Building 10 of Maynard mill complex, in front of Building 12
If the plan succeeds, the net effect will be to more than double the number of retail businesses on Main Street west of the river. Given that there are currently more than a dozen empty retail spaces on Nason and Main Streets east of the river, this does raise concerns about supply in excess of demand. The expectation is that the very large remainder of Mill & Main will be renting out to office and light industry businesses, and that this increase in the work-related population of Maynard will supply the demand to match the supply.  

Building 10 almost completely gone, mid-March 2016. Across back is 
Building 2, the oldest still standing. Click on any photo to enlarge.
What was lost in the recent tear-down? Historical Society records date both ex-buildings to 1887, during the era when Lorenzo Maynard was Agent at the mill, having succeeding his father in 1885. However, there is contradictory information. An image commemorating the 40th anniversary of the mill, 1846-1886, appears to show both buildings already in place. A few years earlier, the well-known aerial view image from 1879 shows what looks like Building 2A, but not Building 10. The oldest buildings still standing, now collectively referred to as Building 2, date back as early as 1859. (Older buildings, dating back to 1846, were wood construction and no longer exist.)    

Brickwork on Building 2A. Note headers every 8th row.
Both 2A and 10 were of brick and timber construction, two stories tall, size roughly 15x40 yards. Each building had about 10,000 square feet of floor space, and materials included roughly 100,000 bricks. (Estimates for the entire complex are five to ten million bricks.) Sharp-eyed observers can tell whether a brick-walled building is structurally supported by the brick wall versus the brick serving only as a facade. In this instance, walls of the destroyed buildings were structural in nature, three bricks thick. Outer- and inner-facing bricks consisted of rows of lengthwise bricks - stretchers - but tellingly, every seventh or eighth row had bricks end on - headers. The pattern is known as American bond. This practice attached the surfaces of the wall to the brick and mortar core.    

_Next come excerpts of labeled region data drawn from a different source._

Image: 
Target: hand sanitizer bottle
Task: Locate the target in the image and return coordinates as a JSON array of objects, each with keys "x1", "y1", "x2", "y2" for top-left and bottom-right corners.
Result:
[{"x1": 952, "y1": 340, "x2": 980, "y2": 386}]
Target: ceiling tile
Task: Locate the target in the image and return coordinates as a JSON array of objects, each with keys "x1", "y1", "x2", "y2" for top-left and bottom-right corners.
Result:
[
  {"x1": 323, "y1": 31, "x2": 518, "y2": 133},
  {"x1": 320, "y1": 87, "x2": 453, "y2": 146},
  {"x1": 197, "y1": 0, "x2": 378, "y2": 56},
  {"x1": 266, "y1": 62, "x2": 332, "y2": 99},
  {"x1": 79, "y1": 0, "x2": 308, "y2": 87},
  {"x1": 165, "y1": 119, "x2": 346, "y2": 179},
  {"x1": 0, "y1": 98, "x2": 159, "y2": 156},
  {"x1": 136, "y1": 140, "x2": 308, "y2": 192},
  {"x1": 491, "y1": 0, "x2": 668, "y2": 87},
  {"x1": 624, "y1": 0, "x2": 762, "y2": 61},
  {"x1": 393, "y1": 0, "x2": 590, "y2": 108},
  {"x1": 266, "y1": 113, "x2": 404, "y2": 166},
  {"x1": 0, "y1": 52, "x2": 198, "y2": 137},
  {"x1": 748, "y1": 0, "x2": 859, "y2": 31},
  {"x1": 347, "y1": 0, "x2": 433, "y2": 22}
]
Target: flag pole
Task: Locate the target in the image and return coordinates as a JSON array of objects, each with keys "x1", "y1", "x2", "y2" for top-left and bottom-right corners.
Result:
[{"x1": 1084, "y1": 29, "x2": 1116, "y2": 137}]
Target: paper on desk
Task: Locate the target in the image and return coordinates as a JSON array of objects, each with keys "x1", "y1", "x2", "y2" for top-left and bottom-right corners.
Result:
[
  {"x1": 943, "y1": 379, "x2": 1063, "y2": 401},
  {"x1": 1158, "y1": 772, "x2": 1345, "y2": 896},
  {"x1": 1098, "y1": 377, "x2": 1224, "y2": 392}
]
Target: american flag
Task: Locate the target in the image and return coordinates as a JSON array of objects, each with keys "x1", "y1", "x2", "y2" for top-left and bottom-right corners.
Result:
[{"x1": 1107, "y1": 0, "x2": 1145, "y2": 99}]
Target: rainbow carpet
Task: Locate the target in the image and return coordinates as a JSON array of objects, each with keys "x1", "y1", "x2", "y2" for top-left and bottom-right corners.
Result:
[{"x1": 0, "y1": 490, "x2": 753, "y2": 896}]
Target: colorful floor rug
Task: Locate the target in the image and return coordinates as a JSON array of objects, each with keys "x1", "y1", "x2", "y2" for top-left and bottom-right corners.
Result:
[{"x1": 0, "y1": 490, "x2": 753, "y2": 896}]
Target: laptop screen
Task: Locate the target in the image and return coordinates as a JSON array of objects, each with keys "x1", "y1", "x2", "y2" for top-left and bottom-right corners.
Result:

An example of brick as facade is the four story apartment building on Main Street, next to McDonald's restaurant. This is actually a wood-frame building; the brick facade making no structural contribution. Instead, the brick serves as a waterproof, low maintenance, outer surface, and also stylistically blends into Maynard's downtown core of brick buildings.

Removal of yellow brick chimney in October 1956.
There was a ladder up the outside. Men climbed to
the top to hammer pieces loose. Because of the
dangerous commute, they brought their lunches
with them. The entire process took 17 days.
The tear-downs of Buildings 2A and 10 were not the first time that significant structures have been removed from the mill complex. Up until 1956 the mill was graced by twin chimneys of near-equal height. One was removed in October of that year by extremely hazardous means: men stood on scaffolding affixed to the outside of the chimney and used sledgehammers to knock bricks inward. A large hole made at the base allowed bricks and mortar to be hauled away. The Historical Society has a series of photos taken over a two week period showing the chimney getting progressively shorter and shorter.

At an undetermined date the remaining chimney, no longer functioning as such, was shortened a bit and capped. It now functions as a cell phone tower.  

The aforementioned aerial image from 1879 shows two shorter chimneys elsewhere on the property - both gone by 1915. The mill also had its own coal gasification facility, to make gas for gaslight, now the site of the east end of Building 5, but more on that another time.

Working title for this column was "And the walls come tumbling down."  That is a line from the chorus of the gospel classic "The Battle of Jericho."  A near match is "When the walls come tumblin' down," which is from the 1983 John Cougar Mellencamp song "Crumblin' Down." Which is not the same as "When the walls came tumbling down," by Def Leppard.